About 25 million people have received their first dose and 5.6 million have received two doses, the CDC said.



Florida city holds Mardi Gras parade despite rise in cases

A city on Florida’s panhandle put on its Mardi Gras parade as planned, despite its high positivity rate.

Prior to the parade on Saturday, Milton Mayor Heather Lindsay advised residents to take their temperature before attending the event and for everyone who attends the party after the parade and participates in the kid’s zone to wear a mask.

"I would love to focus only on the fun and pageantry of it all because I love Mardi Gras, but we must accept life on life's terms," Lindsay wrote. "Presently we are in the midst of a widespread outbreak of a virus that is not just the flu."

The city currently has a positivity rate of 18%, "well above" the state average of 6.62%, Lindsay wrote. Households affected in Milton reduced from a high of 102 to 90 this week, but the local positivity rate has been as high as 28% and "never lower" than 16%, she added. The population in Milton is about 10,000.

It is unclear how many people attended the event.


Auschwitz survivors mark 76th anniversary online amid pandemic

The official commemoration of the 76th anniversary of Auschwitz's liberation will be held online Wednesday due to the coronavirus pandemic.

The Auschwitz-Birkenau State Museum and Memorial, which is located on the site of the Nazi concentration camp in Oswiecim, Poland, is closed for visitors until at least Jan. 31 under COVID-19 restrictions set by the Polish government.

"Due to the coronavirus pandemic, the commemoration will exceptionally not be held at the Memorial, but in the virtual space," Auschwitz Memorial spokesperson Pawel Sawicki said in a statement Tuesday evening. "The main theme of the 76th anniversary of the liberation will be the fate of children in Auschwitz."

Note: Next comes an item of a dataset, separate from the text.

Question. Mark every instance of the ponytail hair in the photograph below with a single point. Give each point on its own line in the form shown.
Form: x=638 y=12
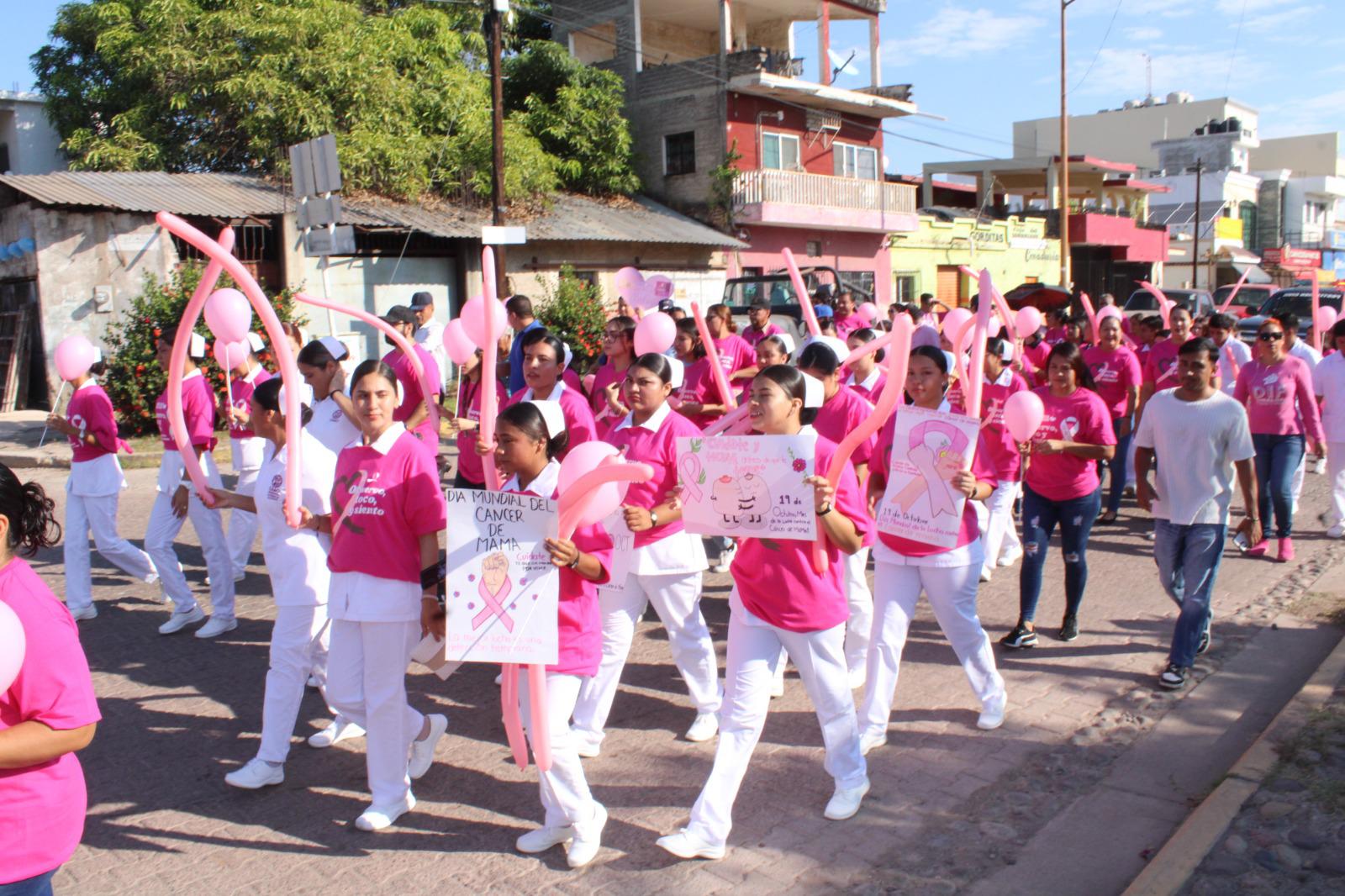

The online events will include testimony from survivors as well as a guided virtual tour of the Auschwitz Memorial, "aimed at enhancing the educational value for visitors from around the globe," according to Sawicki.

Auschwitz, also known as Auschwitz-Birkenau, was a complex of over 40 concentration and death camps run by Nazi Germany in occupied Poland amid the Holocaust during World War II. It was the largest of the Nazi concentration camps and extermination centers. More than 1.1 million men, women and children lost their lives there, mainly Jews, according to information on the Auschwitz-Birkenau State Museum's website.

In January 1945, as Soviet Russia advanced deeper into Nazi-occupied Poland toward the end of the war, Nazi officers organized a forced evacuation of the Auschwitz prisoners. Almost 9,000 prisoners, most of whom were sick or suffering from exhaustion, were deemed unfit to join the death march to Germany. The Nazis intended to kill them all as part of attempts to destroy the evidence of their crimes at Auschwitz, but only managed to murder about 700 Jewish prisoners between the departure of the final evacuation column and the arrival of Soviet forces.

Soviet troops entered Auschwitz on Jan. 27, 1945, a day now commemorated as International Holocaust Remembrance Day, and liberated more than 7,000 survivors, according to the museum's website.